People are often surprised and confused when I explain the kind of work that Phoebe does for me.
"So... You're not blind?"
"No, I have leg problems. Phoebe helps me with my balance and muscle strength issues."
"Oh, so like a seeing eye dog?"
"Nope. Still not blind."
Most people don't know about the many different types of services animals that do amazing work for people with all kinds of disabilities, many of which are hidden. There are medical alert dogs that are trained to signal when their owner is about to have a seizure or a diabetic crisis. There are hearing dogs to help alert deaf people to unheard dangers, mobility assist dogs to pull wheelchairs and retrieve dropped items, psychiatric service dogs to help people suffering from mental disabilities go out into the world with a greater sense of security or to help people with post-traumatic stress syndrome get through their debilitating flashbacks and night terrors. And, of course, there are seeing eye dogs to help the blind. There are also service ponies and service monkeys.
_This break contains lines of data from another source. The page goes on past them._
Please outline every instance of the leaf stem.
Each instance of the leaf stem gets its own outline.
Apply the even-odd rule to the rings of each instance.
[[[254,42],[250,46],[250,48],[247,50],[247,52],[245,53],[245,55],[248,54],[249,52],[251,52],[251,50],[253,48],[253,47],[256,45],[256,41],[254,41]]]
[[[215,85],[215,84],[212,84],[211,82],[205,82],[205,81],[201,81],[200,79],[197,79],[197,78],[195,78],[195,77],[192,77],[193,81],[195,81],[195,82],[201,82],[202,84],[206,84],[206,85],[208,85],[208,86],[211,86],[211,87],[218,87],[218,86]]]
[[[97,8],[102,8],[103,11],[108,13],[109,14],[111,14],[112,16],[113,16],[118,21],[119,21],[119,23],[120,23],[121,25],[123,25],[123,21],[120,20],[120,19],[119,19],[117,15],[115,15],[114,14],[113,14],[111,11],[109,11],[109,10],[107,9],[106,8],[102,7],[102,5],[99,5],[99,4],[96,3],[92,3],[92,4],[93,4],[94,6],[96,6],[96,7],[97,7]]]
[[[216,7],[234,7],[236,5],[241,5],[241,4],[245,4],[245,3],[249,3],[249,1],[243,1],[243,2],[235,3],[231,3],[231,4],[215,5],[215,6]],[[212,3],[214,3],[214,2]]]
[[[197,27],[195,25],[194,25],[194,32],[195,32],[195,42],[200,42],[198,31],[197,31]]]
For real. Quite possibly the greatest thing ever.
Am I wrong?
Sometimes people look at me like, "... Really? A Saint Bernard?" The reason Saint Bernards and other extra large breed animals are used for stability and balance work (and for other types of service work) is because of their intelligence, patience and their size. The amount of tugging and bracing I do in a day requires that Phoebe be giant. Although most people usually associate golden retrievers, Labradors and German Shepherds with service work, all kinds of breeds are used in the world of service doggery. To name just a few, we have Great Danes, Great Pyrenees, King Charles Spaniels, Bernese Mountain Dogs, Standard and Teacup Poodles, Huskies and Newfoundlands. Pretty much every breed has been used for service dog work at some point. So, the next time you see a lab or a golden retriever, tell him how boring and unoriginal he is.
In closing, I'd like to say thank you to all of you seeing eye dawgs out there, keeping it real and reppin' the old school. You've lead the way.
That's it for now. More SD 411 to come. Sorry about that last sentence.